This nature photography lark is a lot harder than it looks. I follow a couple of YouTube channels from the UK that weekly show the host going out to some location to photograph and /or film a particular animal or plant. They always find it and always get good images. My experience is a bit different to that. I find that you can go out with all the best intentions in the world, but if nature isn’t playing ball then you don’t get anything. I’ve lost count of the number of times that I’ve set out to look for the Cleopatra’s Needles Orchid (Thelymitra apiculata) driving 100’s of kilometres to find absolutely nothing. Take last weekend. We were down in the South West of Western Australia as my partner was again playing in a croquet tournament. So I’d researched what was about in terms of birds and orchids and set out to several locations with a specific list of what I wanted to photograph. The first stop was Malbup Creek Bird Hide where I wanted to see tawny frogmouths and white-bellied sea-eagles. Well I spent a nice morning at the hide without seeing them. I did get a nice shot of a shelduck and the local kangaroos were hamming it up for a photo.
The next stop was Locke Nature Reserve looking for common helmet and midge orchids. Well after a couple of hours of scrabbling around in the undergrowth fighting off the unwanted attentions of the local mosquitoes I’d found lots of them, but none in flower. There were some Splendid Fairywrens in the nearby bushes but they really didn’t want their picture taken and kept dancing out of the way every time I got close. On the walk back to the car a couple of Western Yellow Robins flew slightly ahead of me. They would stop and perch periodically and I was lucky enough to grab a few frames.

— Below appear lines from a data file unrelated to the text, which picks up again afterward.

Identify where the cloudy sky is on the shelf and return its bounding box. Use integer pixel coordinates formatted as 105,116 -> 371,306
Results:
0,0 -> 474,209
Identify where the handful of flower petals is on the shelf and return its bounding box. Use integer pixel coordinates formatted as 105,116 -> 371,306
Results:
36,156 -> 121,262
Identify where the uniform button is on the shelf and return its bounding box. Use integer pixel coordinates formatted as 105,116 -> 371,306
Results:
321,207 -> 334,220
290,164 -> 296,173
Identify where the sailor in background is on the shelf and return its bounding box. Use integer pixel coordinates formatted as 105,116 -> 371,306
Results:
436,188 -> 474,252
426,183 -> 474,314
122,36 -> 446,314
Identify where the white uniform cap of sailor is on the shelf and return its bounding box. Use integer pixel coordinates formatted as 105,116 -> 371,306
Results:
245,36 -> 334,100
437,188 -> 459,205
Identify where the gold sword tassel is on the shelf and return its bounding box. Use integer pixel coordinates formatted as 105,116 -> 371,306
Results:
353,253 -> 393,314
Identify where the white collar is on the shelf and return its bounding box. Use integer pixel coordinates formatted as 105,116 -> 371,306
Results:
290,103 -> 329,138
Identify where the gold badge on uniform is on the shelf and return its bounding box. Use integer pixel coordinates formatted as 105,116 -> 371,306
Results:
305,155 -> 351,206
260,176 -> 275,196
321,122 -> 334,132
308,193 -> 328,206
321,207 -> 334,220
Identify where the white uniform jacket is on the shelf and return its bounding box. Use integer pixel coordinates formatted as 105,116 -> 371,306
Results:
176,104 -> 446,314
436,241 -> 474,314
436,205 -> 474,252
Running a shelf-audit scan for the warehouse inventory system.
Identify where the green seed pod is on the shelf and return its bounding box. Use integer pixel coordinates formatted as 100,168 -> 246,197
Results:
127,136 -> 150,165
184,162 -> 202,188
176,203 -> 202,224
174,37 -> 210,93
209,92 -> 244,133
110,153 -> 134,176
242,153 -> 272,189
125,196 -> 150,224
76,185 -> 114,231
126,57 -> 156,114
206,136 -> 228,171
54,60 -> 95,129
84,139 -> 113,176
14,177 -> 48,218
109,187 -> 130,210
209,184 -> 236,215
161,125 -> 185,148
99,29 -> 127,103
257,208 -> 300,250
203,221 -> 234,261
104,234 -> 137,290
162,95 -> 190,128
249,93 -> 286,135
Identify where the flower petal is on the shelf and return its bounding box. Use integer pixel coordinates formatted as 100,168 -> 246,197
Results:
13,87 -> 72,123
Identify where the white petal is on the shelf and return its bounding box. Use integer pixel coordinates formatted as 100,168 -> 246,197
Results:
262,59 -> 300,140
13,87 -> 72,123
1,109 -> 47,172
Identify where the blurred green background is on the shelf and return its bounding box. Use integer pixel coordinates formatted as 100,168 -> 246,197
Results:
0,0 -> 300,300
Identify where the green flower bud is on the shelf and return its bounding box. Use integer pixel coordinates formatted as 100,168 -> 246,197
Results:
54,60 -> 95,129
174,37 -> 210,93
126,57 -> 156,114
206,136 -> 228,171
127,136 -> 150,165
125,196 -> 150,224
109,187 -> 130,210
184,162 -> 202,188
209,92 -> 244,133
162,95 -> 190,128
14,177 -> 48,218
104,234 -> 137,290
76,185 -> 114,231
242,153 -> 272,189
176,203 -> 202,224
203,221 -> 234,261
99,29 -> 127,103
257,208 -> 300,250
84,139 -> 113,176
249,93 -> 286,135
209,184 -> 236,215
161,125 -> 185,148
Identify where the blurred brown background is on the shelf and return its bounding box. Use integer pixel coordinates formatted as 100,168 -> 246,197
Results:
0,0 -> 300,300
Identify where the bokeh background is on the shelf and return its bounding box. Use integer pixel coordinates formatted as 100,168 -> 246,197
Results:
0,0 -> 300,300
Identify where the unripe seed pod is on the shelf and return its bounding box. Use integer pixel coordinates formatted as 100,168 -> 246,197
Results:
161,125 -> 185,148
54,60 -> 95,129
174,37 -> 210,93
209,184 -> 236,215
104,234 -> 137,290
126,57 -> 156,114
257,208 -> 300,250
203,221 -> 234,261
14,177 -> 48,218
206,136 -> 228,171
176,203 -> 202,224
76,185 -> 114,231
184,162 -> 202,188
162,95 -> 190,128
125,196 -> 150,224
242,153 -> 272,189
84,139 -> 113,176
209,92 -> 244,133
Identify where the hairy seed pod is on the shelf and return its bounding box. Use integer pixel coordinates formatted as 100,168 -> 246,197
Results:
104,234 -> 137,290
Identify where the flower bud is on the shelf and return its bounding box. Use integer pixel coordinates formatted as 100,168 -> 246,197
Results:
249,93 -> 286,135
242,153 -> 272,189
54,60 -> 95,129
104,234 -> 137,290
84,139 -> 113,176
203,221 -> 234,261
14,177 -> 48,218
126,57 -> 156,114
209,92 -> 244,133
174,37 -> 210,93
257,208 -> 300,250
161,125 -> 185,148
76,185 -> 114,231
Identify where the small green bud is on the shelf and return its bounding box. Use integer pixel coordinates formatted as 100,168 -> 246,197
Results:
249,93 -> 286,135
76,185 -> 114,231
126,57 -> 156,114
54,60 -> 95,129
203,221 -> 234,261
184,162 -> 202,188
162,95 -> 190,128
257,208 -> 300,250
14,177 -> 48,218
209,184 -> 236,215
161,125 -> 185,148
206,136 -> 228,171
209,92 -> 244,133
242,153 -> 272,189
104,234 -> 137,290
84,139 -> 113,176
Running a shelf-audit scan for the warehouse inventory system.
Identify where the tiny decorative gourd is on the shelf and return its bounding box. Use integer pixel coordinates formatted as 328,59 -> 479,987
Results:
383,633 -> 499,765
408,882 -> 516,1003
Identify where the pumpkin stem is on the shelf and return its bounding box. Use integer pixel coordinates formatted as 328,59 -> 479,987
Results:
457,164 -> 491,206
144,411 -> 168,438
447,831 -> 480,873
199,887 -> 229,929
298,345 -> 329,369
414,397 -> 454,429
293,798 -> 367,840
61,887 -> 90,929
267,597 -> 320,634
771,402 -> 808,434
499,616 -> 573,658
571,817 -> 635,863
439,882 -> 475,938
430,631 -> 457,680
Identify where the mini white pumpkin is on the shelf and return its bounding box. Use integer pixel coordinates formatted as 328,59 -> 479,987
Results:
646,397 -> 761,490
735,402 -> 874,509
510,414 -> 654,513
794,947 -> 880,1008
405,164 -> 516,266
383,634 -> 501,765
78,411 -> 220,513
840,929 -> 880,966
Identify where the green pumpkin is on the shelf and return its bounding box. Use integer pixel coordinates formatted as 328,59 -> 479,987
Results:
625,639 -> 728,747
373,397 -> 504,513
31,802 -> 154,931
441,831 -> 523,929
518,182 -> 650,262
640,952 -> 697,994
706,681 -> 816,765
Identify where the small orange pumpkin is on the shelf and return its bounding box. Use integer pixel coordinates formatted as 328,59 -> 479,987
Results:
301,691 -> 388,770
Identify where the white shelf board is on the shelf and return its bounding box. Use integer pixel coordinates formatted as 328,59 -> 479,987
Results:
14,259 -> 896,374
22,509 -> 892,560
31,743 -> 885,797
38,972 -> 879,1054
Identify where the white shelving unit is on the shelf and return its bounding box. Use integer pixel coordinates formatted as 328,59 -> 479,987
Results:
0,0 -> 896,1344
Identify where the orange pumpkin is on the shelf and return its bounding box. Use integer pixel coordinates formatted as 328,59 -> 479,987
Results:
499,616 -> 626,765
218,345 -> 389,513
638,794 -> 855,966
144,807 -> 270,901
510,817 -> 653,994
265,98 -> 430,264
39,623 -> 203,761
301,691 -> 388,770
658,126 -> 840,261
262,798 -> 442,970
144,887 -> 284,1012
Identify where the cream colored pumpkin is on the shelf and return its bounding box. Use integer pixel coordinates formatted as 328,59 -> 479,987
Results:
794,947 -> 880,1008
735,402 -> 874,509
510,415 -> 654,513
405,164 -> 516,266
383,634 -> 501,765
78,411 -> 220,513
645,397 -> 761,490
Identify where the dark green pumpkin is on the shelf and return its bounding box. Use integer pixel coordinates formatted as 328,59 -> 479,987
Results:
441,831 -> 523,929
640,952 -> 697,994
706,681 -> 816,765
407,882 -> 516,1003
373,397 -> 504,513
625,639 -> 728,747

My last spot was Westbay in Augusta looking for scented autumn leek orchids. Now I’d seen them before at this location and knew where to go. They weren’t there. Not a one was to be seen. But I did find some autumn leek orchids – close enough so I photographed them. Funnily enough the autumn leek orchid has a much more pleasant scent than the scented variety which has decidedly unpleasant pong.
So there you have it another rewarding trip. I may not have found what I was looking for but I found other things and really enjoyed my time in the bush and that is what it is all about.
* This weeks musical reference is of course U2’s song I Still Haven’t Found. My favourite version is the one on 1988’s Rattle and Hum album.
The recent lock downs for the COVID 19 outbreak had a very strange effect. Living in York we don’t visit the coast very often, but as soon as the Western Australian government said we could leave our region all I wanted to do was go to the coast. I suppose it’s a bit like being on a diet and then spending all day obsessing over food. Well with the lockdown over we put the dog in kennels and headed down to Mandurah for a couple of days to get an oceanic fix.
Now the plan was to spend three days visiting some reserves around, but as Robert Burns once said “The best laid schemes o’ mice an’ men / Gang aft a-gley.”. The first spot we went out to was Lake McLarty, but there was no water in the lake and no birds to be seen. To cap it all the weather was grim – a storm front was closing in. So we decided to cut our losses and head in land to Pinjarra and walk along the Murray River and visit the Edenvale Heritage Tearoom. Well the tearooms were still shut because of COVID so we settled for a walk along the the river.
The next day the weather was grimmer than the previous day’s. We were wearing enough clothes to make Captain Scott of the Antarctic fame look severely underdressed. The morning’s activities were to be based at the Creery Wetlands Reserve which was only a short way from where we were staying. Although wet and bitterly cold we had more success than the previous day. It is amazing how much wildlife can be packed into a small area just minutes from a city centre. If you are in the area it is well worth visiting, don’t let the fact that the entrance makes it look like an off-shore detention camp put you off. As you cross the bridge you get the feeling a couple of Border Force goons could jump out of the bushes and indefinitely detain you. Once in side you can commune with nature to your hearts content.